Heads up: I’m about to bust the biggest myth I hear around relationships and intimacy.
We often have a belief that we ‘should’ just have a great relationship. Because… everyone else does, right?
I don’t need to tell you that’s not really the case.
The truth is: Great relationships are something that we learn - they’re skills.
We learn about relationships from our culture, parents and early caregivers.
What we learn as children about relationships form what we might call ‘our Relationship Blueprints’ - or ‘Attachment Style’ if you’re the science-y type.
Some of us are lucky enough to learn by seeing our parents have a healthy relationship (and if that’s you, congratulations), but honestly, most of us don’t have ideal role models when it comes to relationships!
The result of not having great role models is that you:
- Keep attracting the ‘wrong’ partners
- Continue having the same arguments over and over
- Find yourself stuck in a toxic relationship
- Feel distant or disconnected from your partner
- Or just *know that your relationship could be better
- One person is ‘in charge’ in the relationship
- Your job is to try to keep other people happy
- People can’t be trusted
- Shouting is the only way you can get a point across
- It’s not okay to share your feelings and emotions
- Or a bunch of other things that just aren’t true - or helpful.
Whatever unhealthy pattern or challenge you’re experiencing in your relationship, there’s a reason.
And let me promise you that reason isn’t because there’s something wrong with you.
You’re not broken.

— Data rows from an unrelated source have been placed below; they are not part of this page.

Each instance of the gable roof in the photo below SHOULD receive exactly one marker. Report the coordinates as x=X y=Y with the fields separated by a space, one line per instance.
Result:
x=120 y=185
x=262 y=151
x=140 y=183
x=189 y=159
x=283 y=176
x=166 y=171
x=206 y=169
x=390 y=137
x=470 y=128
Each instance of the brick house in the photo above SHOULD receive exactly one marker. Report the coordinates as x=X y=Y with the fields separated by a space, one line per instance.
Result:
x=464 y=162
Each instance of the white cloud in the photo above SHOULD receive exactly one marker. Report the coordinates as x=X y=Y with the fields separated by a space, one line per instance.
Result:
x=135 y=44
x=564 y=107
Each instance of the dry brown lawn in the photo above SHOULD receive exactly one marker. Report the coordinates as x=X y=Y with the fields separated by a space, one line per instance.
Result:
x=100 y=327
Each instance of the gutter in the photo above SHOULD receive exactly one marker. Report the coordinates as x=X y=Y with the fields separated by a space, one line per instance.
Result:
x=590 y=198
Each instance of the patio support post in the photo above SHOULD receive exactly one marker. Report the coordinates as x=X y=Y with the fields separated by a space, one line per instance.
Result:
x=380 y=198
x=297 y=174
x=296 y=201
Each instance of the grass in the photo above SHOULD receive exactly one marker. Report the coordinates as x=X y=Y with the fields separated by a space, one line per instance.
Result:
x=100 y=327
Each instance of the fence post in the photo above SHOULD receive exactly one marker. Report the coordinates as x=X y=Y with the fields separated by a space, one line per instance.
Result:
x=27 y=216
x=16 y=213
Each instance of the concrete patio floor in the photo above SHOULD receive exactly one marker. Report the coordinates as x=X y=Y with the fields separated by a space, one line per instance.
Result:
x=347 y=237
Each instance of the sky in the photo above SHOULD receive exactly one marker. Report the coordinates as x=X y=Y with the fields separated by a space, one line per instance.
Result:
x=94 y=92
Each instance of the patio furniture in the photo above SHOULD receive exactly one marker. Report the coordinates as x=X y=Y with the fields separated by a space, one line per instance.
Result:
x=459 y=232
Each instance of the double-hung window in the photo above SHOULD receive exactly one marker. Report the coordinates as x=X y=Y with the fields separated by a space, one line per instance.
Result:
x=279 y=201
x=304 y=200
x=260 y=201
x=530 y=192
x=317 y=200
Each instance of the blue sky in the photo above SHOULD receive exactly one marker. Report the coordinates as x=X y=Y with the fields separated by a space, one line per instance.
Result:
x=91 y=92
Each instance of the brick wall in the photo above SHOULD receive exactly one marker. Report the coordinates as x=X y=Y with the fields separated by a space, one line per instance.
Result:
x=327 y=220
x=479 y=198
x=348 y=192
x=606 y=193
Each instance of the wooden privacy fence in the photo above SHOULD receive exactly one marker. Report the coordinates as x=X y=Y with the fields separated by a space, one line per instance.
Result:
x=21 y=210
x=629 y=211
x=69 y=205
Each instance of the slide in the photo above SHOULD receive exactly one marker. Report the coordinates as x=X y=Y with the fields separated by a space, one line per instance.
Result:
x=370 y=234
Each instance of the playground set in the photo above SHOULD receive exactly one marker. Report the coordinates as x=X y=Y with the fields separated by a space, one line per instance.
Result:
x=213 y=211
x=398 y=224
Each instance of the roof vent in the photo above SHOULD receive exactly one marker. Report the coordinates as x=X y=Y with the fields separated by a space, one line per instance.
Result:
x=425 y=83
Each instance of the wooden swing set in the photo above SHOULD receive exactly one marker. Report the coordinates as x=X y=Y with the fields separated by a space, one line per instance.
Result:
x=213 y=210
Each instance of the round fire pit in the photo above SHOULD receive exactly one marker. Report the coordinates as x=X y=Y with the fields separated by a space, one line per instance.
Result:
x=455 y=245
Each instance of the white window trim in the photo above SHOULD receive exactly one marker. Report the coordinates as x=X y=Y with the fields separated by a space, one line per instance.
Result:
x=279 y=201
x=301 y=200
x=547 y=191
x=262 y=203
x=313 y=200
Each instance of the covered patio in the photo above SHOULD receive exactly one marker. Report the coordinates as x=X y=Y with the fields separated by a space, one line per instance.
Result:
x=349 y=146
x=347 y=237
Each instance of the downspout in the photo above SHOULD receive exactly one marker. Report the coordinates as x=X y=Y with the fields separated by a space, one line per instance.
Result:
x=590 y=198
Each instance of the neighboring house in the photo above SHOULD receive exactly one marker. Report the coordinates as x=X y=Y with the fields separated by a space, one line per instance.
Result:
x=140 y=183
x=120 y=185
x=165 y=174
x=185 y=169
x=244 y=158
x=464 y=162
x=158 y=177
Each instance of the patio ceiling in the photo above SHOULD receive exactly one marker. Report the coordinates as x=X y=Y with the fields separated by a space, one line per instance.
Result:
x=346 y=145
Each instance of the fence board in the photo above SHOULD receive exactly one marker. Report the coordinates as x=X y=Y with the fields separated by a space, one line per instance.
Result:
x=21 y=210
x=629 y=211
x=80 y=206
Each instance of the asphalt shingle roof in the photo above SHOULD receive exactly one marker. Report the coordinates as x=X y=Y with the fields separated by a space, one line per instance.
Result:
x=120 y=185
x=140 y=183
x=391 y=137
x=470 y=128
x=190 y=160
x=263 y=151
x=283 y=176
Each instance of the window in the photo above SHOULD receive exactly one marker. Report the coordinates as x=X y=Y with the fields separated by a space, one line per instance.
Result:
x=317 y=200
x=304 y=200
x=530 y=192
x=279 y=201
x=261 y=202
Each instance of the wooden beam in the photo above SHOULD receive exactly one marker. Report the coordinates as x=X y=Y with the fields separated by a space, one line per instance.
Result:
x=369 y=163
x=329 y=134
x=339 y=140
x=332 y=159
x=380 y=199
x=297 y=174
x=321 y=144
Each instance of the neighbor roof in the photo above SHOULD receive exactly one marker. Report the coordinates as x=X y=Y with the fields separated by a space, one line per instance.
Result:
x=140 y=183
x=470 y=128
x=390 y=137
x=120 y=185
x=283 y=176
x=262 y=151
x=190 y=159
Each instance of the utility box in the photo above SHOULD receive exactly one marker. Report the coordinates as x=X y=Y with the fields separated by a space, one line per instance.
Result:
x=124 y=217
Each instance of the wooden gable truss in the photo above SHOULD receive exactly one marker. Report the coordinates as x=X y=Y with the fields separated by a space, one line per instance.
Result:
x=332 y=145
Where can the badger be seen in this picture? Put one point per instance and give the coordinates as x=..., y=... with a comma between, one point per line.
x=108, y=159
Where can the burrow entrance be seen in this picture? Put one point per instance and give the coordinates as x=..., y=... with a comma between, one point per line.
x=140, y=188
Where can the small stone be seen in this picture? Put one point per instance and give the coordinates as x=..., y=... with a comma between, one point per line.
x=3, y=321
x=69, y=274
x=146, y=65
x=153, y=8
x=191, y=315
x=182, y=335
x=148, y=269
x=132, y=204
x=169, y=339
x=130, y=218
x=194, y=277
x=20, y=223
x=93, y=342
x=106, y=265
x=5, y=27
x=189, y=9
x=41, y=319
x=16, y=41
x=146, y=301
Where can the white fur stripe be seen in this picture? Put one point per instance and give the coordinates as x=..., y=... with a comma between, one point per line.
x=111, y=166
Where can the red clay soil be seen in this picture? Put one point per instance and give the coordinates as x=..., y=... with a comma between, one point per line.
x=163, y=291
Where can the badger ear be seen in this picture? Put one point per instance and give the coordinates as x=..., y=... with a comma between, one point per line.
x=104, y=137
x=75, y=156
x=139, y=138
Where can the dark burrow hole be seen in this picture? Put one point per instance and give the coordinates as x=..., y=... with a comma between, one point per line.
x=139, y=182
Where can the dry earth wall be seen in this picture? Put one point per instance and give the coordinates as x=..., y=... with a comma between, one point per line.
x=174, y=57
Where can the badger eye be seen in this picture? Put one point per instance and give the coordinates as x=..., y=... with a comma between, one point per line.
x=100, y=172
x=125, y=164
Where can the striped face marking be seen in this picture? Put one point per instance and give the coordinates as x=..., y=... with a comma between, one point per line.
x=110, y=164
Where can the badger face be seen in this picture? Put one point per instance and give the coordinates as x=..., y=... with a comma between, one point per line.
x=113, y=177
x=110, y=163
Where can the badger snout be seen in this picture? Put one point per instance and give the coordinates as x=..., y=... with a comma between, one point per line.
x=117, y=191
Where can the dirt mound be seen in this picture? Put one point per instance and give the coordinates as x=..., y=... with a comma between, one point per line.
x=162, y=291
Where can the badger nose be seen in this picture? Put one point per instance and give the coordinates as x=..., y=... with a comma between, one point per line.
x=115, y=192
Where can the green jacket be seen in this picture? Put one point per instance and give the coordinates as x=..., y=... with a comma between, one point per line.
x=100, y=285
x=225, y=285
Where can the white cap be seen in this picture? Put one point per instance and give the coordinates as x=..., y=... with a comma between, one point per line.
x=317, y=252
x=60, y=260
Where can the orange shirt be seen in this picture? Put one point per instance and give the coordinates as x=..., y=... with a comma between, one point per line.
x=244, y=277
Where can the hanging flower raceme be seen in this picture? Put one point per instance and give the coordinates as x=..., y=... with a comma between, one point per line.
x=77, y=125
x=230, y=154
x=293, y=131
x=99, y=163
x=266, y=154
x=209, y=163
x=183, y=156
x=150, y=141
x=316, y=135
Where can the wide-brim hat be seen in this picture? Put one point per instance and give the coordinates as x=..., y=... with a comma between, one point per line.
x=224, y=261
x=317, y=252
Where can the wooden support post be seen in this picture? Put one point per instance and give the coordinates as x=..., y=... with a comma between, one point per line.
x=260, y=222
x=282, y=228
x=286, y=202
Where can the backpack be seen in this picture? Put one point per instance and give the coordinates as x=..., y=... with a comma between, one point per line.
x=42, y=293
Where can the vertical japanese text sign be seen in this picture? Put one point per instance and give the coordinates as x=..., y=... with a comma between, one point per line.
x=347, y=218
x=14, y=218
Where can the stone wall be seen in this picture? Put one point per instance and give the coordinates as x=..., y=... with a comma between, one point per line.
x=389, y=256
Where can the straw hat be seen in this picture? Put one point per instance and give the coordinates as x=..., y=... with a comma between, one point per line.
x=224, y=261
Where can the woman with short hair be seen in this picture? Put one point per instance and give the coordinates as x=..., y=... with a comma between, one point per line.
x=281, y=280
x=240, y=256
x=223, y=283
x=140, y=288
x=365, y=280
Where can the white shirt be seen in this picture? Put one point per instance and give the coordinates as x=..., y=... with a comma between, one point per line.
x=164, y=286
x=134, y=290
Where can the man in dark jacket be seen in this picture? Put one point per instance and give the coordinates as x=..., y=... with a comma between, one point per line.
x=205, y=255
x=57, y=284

You’re not a lost cause.
Trust me on this, please.
Having great relationships is a skill that we learn just like anything else. Whatever our relationship status or stage of life.
What it takes is understanding what we learned in the first place and then taking steps to learn new skills.
Here’s 3 questions to help you begin to understand what you learned about relationships growing up - your ‘Relationship Blueprints’.
1. What was your parents relationship like when you were really young?
(Think about how they communicated, who made the decisions, how affectionate they were to each other.)
2. What were your relationships with your parents like growing up?
(Were you closer to one than the other? Was one (or both) of your parents absent? How did they communicate with you?)
3. What patterns do you notice when you look back on your past relationships?
(Have you had the same arguments or the same feelings in numerous relationships? Do your relationships end for the same reason? Does your current partner do something that a previous partner did that just drives you crazy?)